Miami shreds them again to make it 15-14 at the half and then – on the first drive of the second half – convert a third-and-13 for 47 yards. But the Patriots escape allowing just a field goal.
Still, down 17-15? After dominating the Dolphins so badly? Followed by a gross possession pockmarked by two penalties that left them kicking from the back of their end zone? Then another Miami field goal drive to make it 20-17 after a failed challenge and another explosive play on third down?
That would normally be a bad team’s cue to say, “We ain’t got it…”
But a (perhaps) watershed moment for Drake Maye with a third-and-3 completion for 55 yards to Rhamondre Stevenson on a third-and-3 (after a second-and-12) led to a go-ahead score.
But the next time the Patriots get it, early in the fourth, they get back to the tomfolleery with a false start, a loss of 6 yards on a screen, an illegal shift and a bad snap followed by a 74-yard punt return touchdown off a fourth-and-25 punt.

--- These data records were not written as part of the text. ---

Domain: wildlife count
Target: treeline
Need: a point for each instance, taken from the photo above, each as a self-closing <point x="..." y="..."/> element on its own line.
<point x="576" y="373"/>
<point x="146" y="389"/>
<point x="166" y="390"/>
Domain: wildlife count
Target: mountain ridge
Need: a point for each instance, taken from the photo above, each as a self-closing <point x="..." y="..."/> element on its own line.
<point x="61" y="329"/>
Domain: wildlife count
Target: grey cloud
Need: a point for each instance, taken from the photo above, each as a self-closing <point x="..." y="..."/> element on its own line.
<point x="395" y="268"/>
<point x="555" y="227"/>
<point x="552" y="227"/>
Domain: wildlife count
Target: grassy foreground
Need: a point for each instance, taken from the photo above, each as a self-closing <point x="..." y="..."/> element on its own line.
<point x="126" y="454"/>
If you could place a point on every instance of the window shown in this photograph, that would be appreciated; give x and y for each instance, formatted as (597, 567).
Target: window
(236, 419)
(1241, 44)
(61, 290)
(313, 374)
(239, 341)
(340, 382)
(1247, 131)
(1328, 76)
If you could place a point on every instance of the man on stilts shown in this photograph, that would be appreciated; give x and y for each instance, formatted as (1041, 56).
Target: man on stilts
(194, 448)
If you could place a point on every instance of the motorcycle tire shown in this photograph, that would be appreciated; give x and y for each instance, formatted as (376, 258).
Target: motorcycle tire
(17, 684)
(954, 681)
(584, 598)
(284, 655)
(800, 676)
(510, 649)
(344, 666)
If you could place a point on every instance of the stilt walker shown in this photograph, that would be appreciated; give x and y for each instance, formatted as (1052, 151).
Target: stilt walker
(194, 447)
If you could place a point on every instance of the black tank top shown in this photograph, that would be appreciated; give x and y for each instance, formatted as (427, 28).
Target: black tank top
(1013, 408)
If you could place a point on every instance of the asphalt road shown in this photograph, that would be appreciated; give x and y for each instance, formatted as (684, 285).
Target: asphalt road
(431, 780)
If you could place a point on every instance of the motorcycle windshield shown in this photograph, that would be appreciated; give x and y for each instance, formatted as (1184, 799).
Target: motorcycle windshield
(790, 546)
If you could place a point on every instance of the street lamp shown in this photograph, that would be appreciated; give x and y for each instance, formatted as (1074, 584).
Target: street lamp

They didn’t even get a chance to suck on the misery, though. Antonio Gibson returning the lead with a kickoff return touchdown.
It’s 30-27, late in the fourth and the Patriots get what should be a game-sealing pick. But they throw incomplete on second down, burn 20 seconds on the drive and put the ball on the foot of Andy Borregales who has to be taking the field wondering if this will be his last kick as a Patriot. He makes the 53-yarder and it’s 33-27.
YAY! Not yay. Borregales kicks it short of the landing zone. They have two of the fastest players in the league. Miami calls on one of them – De’Von Achane – and he goes to the house with an apparent 56-yard catch-and-run. ‘Cept he stepped out of bounds.
And the Patriots survive with back-to-back sacks to close out the sad-sack Fins.
Miami played bad football, no doubt. BUT!! But. The Patriots took advantage of it. And in their journey to the bottom of the league, they have too often been unable to either force bad football or take advantage of it.
Sunday, they did.
They weathered the bad tackling, the explosive plays, the silly penalties, the momentum swings and the chip-shot PAT misses because they actually were not struck dumb. They responded.
The Patriots aren’t going to go from bad to capital G Good. The process requires stops at “not as bad as some teams” and “annoying enough to make good teams sweat a little.” Then comes mediocre.
They took a step in Miami. They got some traction. They have Pittsburgh on Sunday then the moribund Panthers. If the Patriots are who we think they should be, Sunday should be a fair fight and the Panthers should be given the business.
Everything is temporary. But the early signs of life have been spotted.